Later, more towns cut and circulated coins, like Pellini, Aigeira, Eliki and Dymi and two Arcadian ones, Kleitoras and Psofida. The cities of Dymi, Eliki and Pellini cut coins a new at the beginning of the 4th century b.c.. That period, Achaia’s rapid development was evident in sculpture, architecture, etc. It was also evident, however, in its reserved exit from its isolation and the participation in the Greek affairs.

Then the Achaioi reemerged in the Historical foreground, after the Trojan War, by participating in the "Korinthian War" (395– 387 b.c.), later in the "Thivaean War" (371 – 362 b.c.) as well as in the so called "Holy War" (355 – 345 b.c.), which offered the Macedonians the opportunities they were looking for to interfere in the Greek affairs.
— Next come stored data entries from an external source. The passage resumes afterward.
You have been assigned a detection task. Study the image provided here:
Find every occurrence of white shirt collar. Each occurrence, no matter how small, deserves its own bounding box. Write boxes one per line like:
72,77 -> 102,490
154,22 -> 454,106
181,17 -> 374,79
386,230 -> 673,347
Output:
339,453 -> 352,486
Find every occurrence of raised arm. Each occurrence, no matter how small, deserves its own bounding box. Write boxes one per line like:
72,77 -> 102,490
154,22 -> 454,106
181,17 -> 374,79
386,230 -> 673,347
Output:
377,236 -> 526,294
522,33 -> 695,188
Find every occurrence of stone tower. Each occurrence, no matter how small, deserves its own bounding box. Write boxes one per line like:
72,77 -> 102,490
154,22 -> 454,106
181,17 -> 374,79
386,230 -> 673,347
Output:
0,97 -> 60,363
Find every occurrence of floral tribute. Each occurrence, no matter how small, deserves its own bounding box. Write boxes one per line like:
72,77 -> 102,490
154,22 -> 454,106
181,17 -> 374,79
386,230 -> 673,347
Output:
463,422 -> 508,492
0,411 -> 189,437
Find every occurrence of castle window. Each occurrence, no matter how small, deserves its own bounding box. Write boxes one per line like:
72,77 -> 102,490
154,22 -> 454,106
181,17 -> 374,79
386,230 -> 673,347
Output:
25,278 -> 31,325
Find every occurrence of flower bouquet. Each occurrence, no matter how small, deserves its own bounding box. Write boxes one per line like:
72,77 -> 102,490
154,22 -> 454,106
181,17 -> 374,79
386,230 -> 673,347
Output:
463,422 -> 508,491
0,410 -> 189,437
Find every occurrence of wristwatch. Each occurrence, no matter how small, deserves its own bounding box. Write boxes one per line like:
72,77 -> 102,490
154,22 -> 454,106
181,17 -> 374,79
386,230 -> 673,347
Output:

After the battle in Haironeia (338 b.c.), where the supremacy of Filippos B’s army was proved, the Hellenic land was unified for the first time, under the threat of the Macedonian arms. The Macedonian conquerors, placed quards in the Achaic cities, exiled citizens and changed Democracy. The Achaic cities participated in the Macedonian conflicts and, for the first time in their history, they turned against each other’s interests. Besides that, in 303 b.c. "The Common of Achaioi" or the so-called "First Achaic Confederacy" was dissolved. The turbulence of the times influenced the productive procedures, and that was evident in the economy of the Achaic cities. A characteristic example of the situation was the financial disorganization of Patras, the poverty-stricken inhabitants of which resorted to the neighboring settlements of Volini, Argiroi and Arva.